South Korea stands firm against North's 'adventurism'

South Korean President Lee Myung-bak, 3 January 2011 President Lee talked tough but said the door to talks remained open with the North

South Korean President Lee Myung-bak has said the door is open to new dialogue with North Korea.

However, the North should abandon its "military adventurism" first, he said.

Seoul would respond strongly to any threat against "an inch of our territory", he said, but with sincerity, progress could be made.

Mr Lee's New Year's speech on Monday came two days after Pyongyang delivered a mixed message of openness to talks and increased military posture.

The US envoy responsible for policy toward North Korea, Stephen Bosworth, is scheduled to visit Seoul on Tuesday before going on to China and Japan.

The US envoy for nuclear talks with the North, Sung Kim, will accompany him to Seoul and Beijing.

'Stern responses'

The past year has been tense on the Korean peninsula, with the alleged torpedoing of a South Korean warship by the North in March, and the North's shelling of the South Korean island of Yeonpyeong.

That attack on 23 November, the first on a civilian area since the 1950-53 Korean War, was a defining moment for South Korea, said Mr Lee.

South Korean military exercise South Korea has carried out a number of military exercises recently

"The situation before and after the provocation against Yeonpyeong Island cannot be the same," Mr Lee said.

"Any provocation that would pose a threat to our lives and property will not be tolerated.
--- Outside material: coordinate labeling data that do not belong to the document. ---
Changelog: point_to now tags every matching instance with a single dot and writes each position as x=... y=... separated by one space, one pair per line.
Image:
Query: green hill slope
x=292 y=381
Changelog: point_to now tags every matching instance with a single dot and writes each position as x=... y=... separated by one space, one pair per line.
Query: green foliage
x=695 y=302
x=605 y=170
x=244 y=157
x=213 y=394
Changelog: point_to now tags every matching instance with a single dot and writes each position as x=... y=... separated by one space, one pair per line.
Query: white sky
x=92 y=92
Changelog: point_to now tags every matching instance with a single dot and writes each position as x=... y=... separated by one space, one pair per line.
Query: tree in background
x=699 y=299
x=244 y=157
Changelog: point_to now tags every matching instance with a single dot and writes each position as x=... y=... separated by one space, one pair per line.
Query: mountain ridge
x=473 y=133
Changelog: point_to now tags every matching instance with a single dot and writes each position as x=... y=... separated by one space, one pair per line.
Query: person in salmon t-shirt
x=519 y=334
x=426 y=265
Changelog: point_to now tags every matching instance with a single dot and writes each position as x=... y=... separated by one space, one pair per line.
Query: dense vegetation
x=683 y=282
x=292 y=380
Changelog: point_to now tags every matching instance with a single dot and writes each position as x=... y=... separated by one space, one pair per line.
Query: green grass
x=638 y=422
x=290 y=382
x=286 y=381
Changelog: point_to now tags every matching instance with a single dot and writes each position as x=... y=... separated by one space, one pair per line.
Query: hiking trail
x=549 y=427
Such provocations will be met with stern, strong responses.

"The shelling of Yeonpyeong Island also served as an opportunity for us to reflect on our security readiness and overhaul our defence posture.

"There cannot be any delay in establishing security measures," he said.

Four South Koreans were killed, including civilians, and the damage to ordinary people's homes drove home the reality of the threat behind the regular exchanges of words between North and South.

Mr Lee had been criticised for responding weakly to the shelling, but he has since replaced the defence minister, and overseen huge new military exercises with the United States.

After months of refusing to countenance any talks until the North apologised for March's warship incident - in which 46 South Korean sailors died - Mr Lee first hinted at a possibility of talks six days ago.

"If the North exhibits sincerity, we have both the will and the plan to drastically enhance economic cooperation together with the international community," he said in his latest speech.

"The North must come to the realisation that nothing can be gained through military adventurism.... Nuclear weapons and military adventurism must be discarded."

"I remind the North that the path to peace is still open. The door for dialogue is still open," he added.

The two Koreas remain technically at war, since no peace treaty was signed after the 1950-53 Korean conflict.

The six-party talks which involved aid for North Korea in return for progress in dismantling its nuclear programme, fell apart in April 2009 after the US and South Korea criticised a North Korean nuclear test.